It’s one of those things that people say that you can’t go home again; but really you can, as long as you do it right. Spider-Man: Homecoming rolls into theatres at just the right time for a Marvel universe that while still entertaining was starting to get a little repetitive at times as this reboot of the Spider-Man is on point with the comics of yesteryear and finally allows us to see the web slinger the way he was always meant to be seen; as a precious kid wanting to do the right thing and getting into a little bit of trouble along the way.
In the wake of the events that we saw in Civil War, A young and very eager Peter Parker (Tom Holland) begins to navigate his newfound identity as the web-slinging super hero. Emboldened by his experience with the Avengers, Peter settles in back home where he lives with his Aunt May (Marisa Tomei) all the while under the watchful eye of his new mentor Tony Stark (Robert Downey, Jr.). Peter tries to fall back into his normal daily routine of school, girls and life in general all the while distracted by thoughts of proving himself to be more than just your friendly neighborhood Spider-Man. However when the Vulture (Michael Keaton) emerges as a new villain, everything that Peter holds most dear will be put to the test as he learns what he’ll truly have to do to become to superhero that he wants to be and that the world deserves.
Through a unique blend of self-effacing humor and freshly staged action, Spider-Man: Homecoming is easily the best iteration of this character that we’ve seen…quite possibly ever and provides a fresh shot in the arm to a superhero universe that had been more focused on world building (and its subsequent destruction) then cracking wise and having some genuine fun with the premises put in front of them.
Coming off of 2015’s dark, yet widely comic Cop Car, writer/director Jon Watts was easily the best choice to helm this portion of the Marvel Universe. He attacks the material with a teenage like, frenetic style that translates exceptionally well to the adventures of a young man in the big city trying to define himself any way he can. The action sequences are quite solid and for a refreshing change not hell bent on destroying everything that Spider-Man (and his enemies) come across. It’s neighbourhood style action for our friendly neighbourhood web slinger. He also allows for genuine character development as we don’t necessarily see Peter as this larger than life hero, just as a young man with a high intellect who still has some important life lessons that school can’t teach him. Spending his nights in that mask and those tights gives him a crash course on how to not only be a superhero, but be the kind of young man that those he cares about want him to be. It captures the coming of age essence that makes the character so truly relatable and iconic for audiences everywhere, as the film allows for a healthy dose of heart and hilarity to go side by side with the mayhem. Granted with six different people pitching into the screenplay, it gets a little scattered and off the rails on occasion but quickly corrects itself thanks to the likeability and genuine charisma of its leading man.

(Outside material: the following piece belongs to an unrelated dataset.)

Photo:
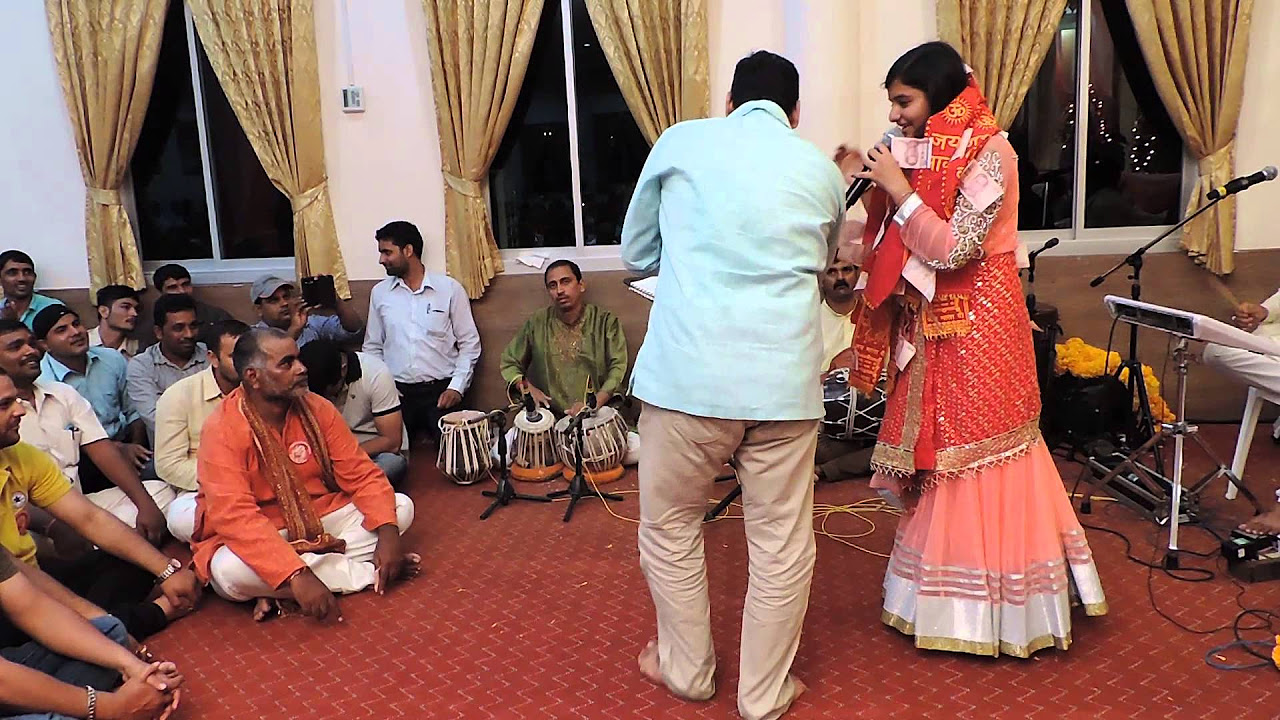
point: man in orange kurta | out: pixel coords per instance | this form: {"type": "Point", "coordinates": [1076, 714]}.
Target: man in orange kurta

Now at the ripe old age of 21, Tom Holland can easily carry a picture. He gave the character both poise and presence while never forgetting that he was playing a teenager who doesn’t always know what he’s getting into. He feels like he’s going to be the kind of actor who can carry a franchise and/or win awards for decades to come and that’s an exciting thing to see on screen. As both his mentor on (and probably even off) screen, Robert Downey Jr provides a flashy but sage and calming influence to a young Peter who just wants to be listened to and taken seriously. Their dynamic together is quite good and I look forward to seeing more of them together both in and out of the Marvel Universe. Michael Keaton as Adrian Toomes (The Vulture) allows some genuine humanity to sneak into the menace and the dread that he brings to the table. He was broken by the actions and results of the existence of the Avengers and he marks a unique instance in this universe where we see that the actions of all of these characters have consequences that have to be dealt with eventually. That’s what Tony is trying to drill into young Peter’s head and that is what gives the entire film some genuine pathos and humanity. Jon Favreau, Marisa Tomei, Zendaya, Donald Glover, Tony Revolori, Bokeem Woodbine & Jacob Batalon all round out the ensemble nicely and make this an upper echelon quality Marvel movie for the books.
With Spider-Man: Homecoming we get the movie the Marvel universe needed at just the right time as it reminds us that these are stories about real characters dealing with things so fantastical that we also should not take it all that seriously at the exact same time. The line between pure entertainment and quality storytelling gets straddled to near perfection on this one and it is a sight to behold.